仕事前の緊張という言葉はどこかへ旅立っているようです
「さて今日で20回目だな」
「これ終ったらまた待機ですか」
「そうなるな」
「最終回ね」
「アミさん縁起でもないですね」
終ればだいたい一ヶ月近く、この学校で過ごしている事になるけれど、なんの手ごたえも何も無いというのは正直不安になるが、縁起でもないというのは確かだけどわざわざ言わないでもいいと思う。
「そうだぞ」
「いつ終ってもおかしくないというのは、頭に入れておいたほうが、心の準備できるわよ」
「まぁそれは否定しませんけどね」
「ヒナ、あんたも大概よね」
「そうならないように頑張らないといけないと気を引き締めていく事が重要だ」
「そうですね」
気を引き締めていくといっても、あのラジオは結構ゆるいと思いますが、それをいうのもどうかと思いますし、またアミさんに何か言われるのも、なんかおもしろくないと思っているとアミさんがニヤニヤしながら聞いてきた。
「ヒナ何かいいたそうじゃない」
「いえいえ」
「まっ別にいいけどね」
別にいいのなら突っかからないで下さいよと言いたいが、まぁアミさんはすぐに興味を失ってジュースを飲みだした。
「そうそう、そろそろ買出しにいかない」
「なら収録してからいくか?」
「あぁそれ良いですね、せっかくだから何か食べたいですねぇハンバーガーとか」
給料が振り込まれるのはもう少し先だから、それまでは貯金を切り崩さないといけないのだけど。

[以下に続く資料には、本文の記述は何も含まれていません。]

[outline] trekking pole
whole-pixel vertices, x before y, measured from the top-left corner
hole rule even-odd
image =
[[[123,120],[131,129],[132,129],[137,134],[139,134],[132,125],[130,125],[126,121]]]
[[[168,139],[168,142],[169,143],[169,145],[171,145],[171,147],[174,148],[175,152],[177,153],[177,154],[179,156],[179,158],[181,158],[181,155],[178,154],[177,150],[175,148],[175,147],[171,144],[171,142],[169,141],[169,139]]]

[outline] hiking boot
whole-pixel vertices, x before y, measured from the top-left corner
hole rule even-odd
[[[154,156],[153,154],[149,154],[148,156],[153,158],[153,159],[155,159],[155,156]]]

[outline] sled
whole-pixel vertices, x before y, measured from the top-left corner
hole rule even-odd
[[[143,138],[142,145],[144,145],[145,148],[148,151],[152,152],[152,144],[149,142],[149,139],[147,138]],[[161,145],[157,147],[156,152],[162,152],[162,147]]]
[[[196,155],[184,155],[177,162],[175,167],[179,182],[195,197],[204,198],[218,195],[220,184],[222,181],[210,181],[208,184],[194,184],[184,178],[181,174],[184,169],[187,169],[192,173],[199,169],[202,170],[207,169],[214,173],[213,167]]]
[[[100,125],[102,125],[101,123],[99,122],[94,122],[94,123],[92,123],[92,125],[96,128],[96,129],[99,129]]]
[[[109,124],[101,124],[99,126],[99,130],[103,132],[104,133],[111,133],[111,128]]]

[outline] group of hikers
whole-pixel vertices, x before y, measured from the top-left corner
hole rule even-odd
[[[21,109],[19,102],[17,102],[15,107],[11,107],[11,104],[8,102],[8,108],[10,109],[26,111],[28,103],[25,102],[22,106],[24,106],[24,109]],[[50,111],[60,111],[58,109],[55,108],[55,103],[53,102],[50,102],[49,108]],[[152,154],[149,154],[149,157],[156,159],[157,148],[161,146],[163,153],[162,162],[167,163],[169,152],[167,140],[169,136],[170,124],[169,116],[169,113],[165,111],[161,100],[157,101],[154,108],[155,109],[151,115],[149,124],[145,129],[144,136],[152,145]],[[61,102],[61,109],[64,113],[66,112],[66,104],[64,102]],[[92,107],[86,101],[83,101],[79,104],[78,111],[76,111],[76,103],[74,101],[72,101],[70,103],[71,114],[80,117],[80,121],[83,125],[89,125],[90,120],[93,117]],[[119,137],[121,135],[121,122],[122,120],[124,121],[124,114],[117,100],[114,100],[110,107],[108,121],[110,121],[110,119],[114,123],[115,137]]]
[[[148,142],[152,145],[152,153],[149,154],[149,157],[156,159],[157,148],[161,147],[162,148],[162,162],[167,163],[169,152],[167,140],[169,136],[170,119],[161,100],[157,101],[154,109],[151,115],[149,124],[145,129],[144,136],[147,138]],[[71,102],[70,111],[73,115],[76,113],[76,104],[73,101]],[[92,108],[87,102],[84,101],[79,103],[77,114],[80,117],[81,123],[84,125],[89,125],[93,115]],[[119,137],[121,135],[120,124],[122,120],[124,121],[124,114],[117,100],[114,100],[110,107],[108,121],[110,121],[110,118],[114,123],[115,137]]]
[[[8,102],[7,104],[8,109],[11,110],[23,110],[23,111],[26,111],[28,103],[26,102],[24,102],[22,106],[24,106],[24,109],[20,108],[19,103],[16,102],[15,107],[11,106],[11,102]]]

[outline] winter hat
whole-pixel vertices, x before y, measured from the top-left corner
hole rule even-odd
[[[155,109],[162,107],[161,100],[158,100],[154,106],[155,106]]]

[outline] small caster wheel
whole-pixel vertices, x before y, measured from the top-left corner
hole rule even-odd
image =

それでも学校で自炊ばかりだと、何かファーストフードなどは食べたくなってくる。
「贅沢はできんがまぁハンバーガーならいいんじゃないか」
「バイトしようにも契約でできないしね」
「その分ギャラを多く貰うからいいじゃないですか」
「そういった点だけはいたせりつくせりよね」
「そうですね、その点だけはいたせりつくせりです」
本当に何か裏があるといわれても、それはそうだなとおもうぐらいに金銭面は、無名の私達がありたがいぐらいに羽振りが良かった。
「その点だけというのは言いすぎだと思うがな」
「えーそうですか?」
「学校に寝泊りするという貴重な経験もさせてもらったりするだろう」
「まぁ確かにこの状況は貴重ですけどね」
「ヒナでも、アイドルとしての仕事がもらえているんだから確かに貴重よね」
「うるさいですよ」
「おぉ怖い、怖い」
全然怖がっていないというか、からかっているだけのアミさんに言われるまでもなく、私でもアイドルとしての仕事をさせてもらっているのは確かに貴重だと思う。
まぁアイドルの仕事というには微妙ですが、確かに貴重な体験をさせてもらっていると思えば、あまり悪く言うのもどうだろうと思いますけど、それでもこの放置っぷりは悪態をつくには十分すぎるともいえなくもない。
「まぁとにかく今日も頑張っていくぞ」
「ナナさんによしこさん今日も宜しくお願いしますね」
「よしこって言うな」
「さっきの仕返しですよ」
「いいから放送室に行くぞ」
今日もなかなかに貴重な体験をしているのか、騙されているのかわからないままに、それでも放送室へと向かう。